Sabine River always a crapshoot

ORANGE, Texas – Certain aspects of a Sabine River bass tournament are predictable. The best example of that being the winning weight. In the three recent Bassmaster Elite Series tournaments here, the four-day first-place totals were 48 pounds, 5 ounces in 2018, 50-0 in 2015 and 49-6 in 2013. 

Who will catch those fish, that’s the question? Past experience isn’t a predictor of future results on the Sabine River.

“It’s a crapshoot, for sure, one hundred percent,” said Brandon Palaniuk, who finished 7th here in 2018, but was 101st in 2015 and 90th in 2013. “And it may be more so this time than in the other times. It’s not as easy to get a bite. It’s probably going to fish more crowded than it usually does.”

The four-day tournament – the Dovetail Games Bassmaster Elite at Sabine River sponsored by Bassmaster Fishing 2022, the official video game of B.A.S.S. - begins Thursday with a 6:45 a.m.

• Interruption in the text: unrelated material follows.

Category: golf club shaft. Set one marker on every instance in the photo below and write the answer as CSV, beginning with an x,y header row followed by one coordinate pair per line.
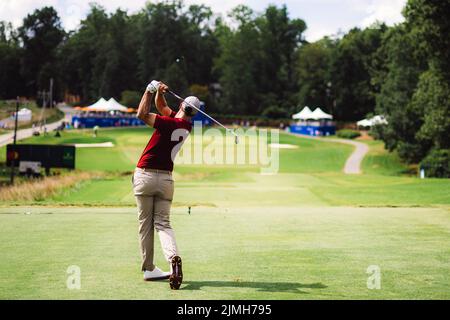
x,y
192,106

Central Time take off at the City of Orange Boat Ramp. 

Greg Hackney won wire-to-wire in 2018. He caught what ended up being the second-biggest bag of the tournament on Day 1 – 16 pounds, 3 ounces – and followed with 11-15, 12-14 and 7-5. His winning margin was almost five pounds over second-place Gerald Swindle, who finished with 43-11. Hackney also finished 5th in 2015, but he was 45th in 2013.

In comparison to most of the other Elite Series anglers who’ve been here three times, Swindle is the picture of consistency on the Sabine – 2nd in 2018, 24th in 2015 and 43rd in 2013. However, there’s nothing Swindle can point to as the reason for his solid track record here, and he thinks it’s fishing tougher than ever this year.

“Crapshoot is right,” Swindle said. “You’re not patterning size. You’re just trying to get a bite. This is the smallest fishing tournament in my Bassmaster history. It’s fishing tiny, tiny, tiny, tiny. There’s a whole lot of water here, just not much water with fish in it. I think 11 pounds a day (average) will win this, hands down.”

John Crews has been the most consistent Elite Series angler who has fished all three Sabine River events. Crews was 6th in 2018 and 2015 and 26th in 2013.

“I like tidal fisheries, and I like Texas and Louisiana waters,” Crews said. “I haven’t found anything with the quality of the last three times we’ve been here. But I’ve caught five keepers every day in practice, so I should be able to do that in the tournament.”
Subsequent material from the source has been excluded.